La nouvelle équipe annoncée par Julien Nkoghe Bekale, témoigne à suffisance de la volonté du président Ali Bongo de faire toute la lumière sur le détournement massif de fonds publics et corruption, déjà à l’origine du remaniement du 7 novembre dernier. Le scandale né des 85 milliards « volatilisés » en deux ans au sein de Gabon Oil Company, a vu depuis cette date plusieurs hauts commis de l’État être placés, soit en détention préventive, soit sous mandat de dépôt à la prison centrale de Libreville. En chute libre depuis le 7 novembre, Brice Laccruche est tombé en disgrâce le 2 décembre. Dans sa descente aux enfers, le leader de l’Association des jeunes émergents volontaires (AJEV) entraîne plusieurs ministres. Il s’agit de Noël Mboumba désormais ex-ministre du Pétrole, Tony Ondo Mba qui était ministre de l’Énergie, Roger Owono Mba qui cumulait les ministères de l’Économie et des Finances et Jean-Fidèle Otandault ancien ministre du Budget et des Comptes publics.
Un clan aux abois
Plusieurs adhérents et sympathisants de l’AJEV créée par Brice Laccruche Alihanga, interpellé dans la matinée du 3 décembre, vivent désormais de sales moments à Libreville. Tony Ondo Mba, ex-ministre de l’Energie, et Noël Mboumba, ex-ministre du Pétrole ont également été cueillis le 3 décembre. Avant eux, Christian Patrichi Tanasa (ex-ADG de Gabon oil compagny), Ismaël Ondias Souna (ex-DG de la Société équatoriale des mines) et de Renaud Allogho Akoue (ex-DG de la Cnamgs) avaient été placés sous mandat de dépôt à la prison centrale de Libreville le 27 novembre. L’ancien directeur de la communication présidentielle, Ike Ngouoni, est quant à lui toujours en détention préventive à Libreville. L’opération de lutte contre la corruption et le blanchiment des capitaux en cours, n’a pas épargné le cercle familial de Brice Laccruche. Son frère Grégory Laccruche qui occupait les fonctions de maire d’Akanda, une commune où habite la bourgeoisie locale, a été interpellé depuis une semaine et serait toujours en détention préventive dans les locaux de la contre-ingérence.

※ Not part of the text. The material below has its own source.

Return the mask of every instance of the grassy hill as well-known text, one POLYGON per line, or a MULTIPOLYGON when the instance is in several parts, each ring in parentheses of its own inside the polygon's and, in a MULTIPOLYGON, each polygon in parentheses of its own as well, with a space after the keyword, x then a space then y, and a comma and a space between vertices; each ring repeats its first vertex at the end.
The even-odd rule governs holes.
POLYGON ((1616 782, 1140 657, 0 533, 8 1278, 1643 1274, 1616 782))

Sous l’orage, l’AJEV n’en veut « officiellement » pas à Ali Bongo qui termine sa convalescence après un accident vasculaire cérébral (AVC). Un malheur qui aurait donné des ailes à Brice Laccruche Alihanga.
L’AVC de tous les malheurs
Visiblement, l’AVC qui a frappé le président Ali Bongo en octobre 2018 est un moindre mal face à ce qui arrive à son directeur de cabinet de l’époque. L’apparente vacance du pouvoir ayant suivi ce malheureux épisode de la vie du président, a éveillé des vocations dans les esprits de certains membres du sérail.
Brice Laccruche Alihanga avait considérablement irrité une bonne partie des caciques du pouvoir en menant une tonitruante « tournée républicaine » dans tout le pays. Cette ambiance, « à chaque étape, des notables semblaient lui faire allégeance, son nom était scandé », d’après une source, semble avoir aiguisé des appétits du pouvoir suprême dans la tête de Brice Laccruche. Difficile dès lors de stopper la machine programmée à l’algorithme de conquête du pouvoir, l’état de santé du président présentant à ses yeux un facteur favorable. Brice Laccruche Alihanga commence par positionner les siens à des postes stratégiques pour créer un rideau de sécurité fiable autour de lui. Une alliance secrète aurait été signée à Angondje au Nord de Libreville en 2019, avec des partenaires à l’effet de renverser le président Ali Bongo Ondimba. Le regain de forme du président gabonais a coïncidé avec le climax de son directeur de cabinet. Face à une « locomotive » Laccruche bien huilée, Ali Bongo a opté pour un arrêt automatique en activant les instruments que lui confère la constitution. La suite est désormais connue de tous.